When the job server is not available, a growing number sockets with SYN_SENT state and Icinga don't work.

icinga# netstat -an | grep '.4830' | grep SYN_SENT | wc -l
   35434

[2016-03-17 18:48:26][43226][ERROR] sending job to gearmand failed: flush(GEARMAN_COULD_NOT_CONNECT) gworker:4830 -> libgearman/connection.cc:811 (346 lost jobs so far)
[2016-03-17 18:49:26][43226][ERROR] sending job to gearmand failed: flush(GEARMAN_COULD_NOT_CONNECT) gworker:4830 -> libgearman/connection.cc:811 (413 lost jobs so far)

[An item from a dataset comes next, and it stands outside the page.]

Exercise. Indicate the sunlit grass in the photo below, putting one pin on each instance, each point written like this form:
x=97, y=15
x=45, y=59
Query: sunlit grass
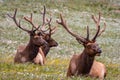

[Thu Mar 17 18:50:05 2016] Error: Unable to open temp file '/var/spool/icinga/ramdisk/icinga.tmpwH3825' for writing status data: Too many open files
[Thu Mar 17 18:50:15 2016] Error: Unable to open temp file '/var/spool/icinga/ramdisk/icinga.tmpK1DPi9' for writing status data: Too many open files
[Thu Mar 17 18:50:25 2016] Error: Unable to open temp file '/var/spool/icinga/ramdisk/icinga.tmpBgTeHz' for writing status data: Too many open files
sni commented 8 years ago

Thats why i really recommend to run the gearmand on the save server next to icinga.

lvasiliev commented 8 years ago

It's very bad, I think to need added a slow mechanism for it.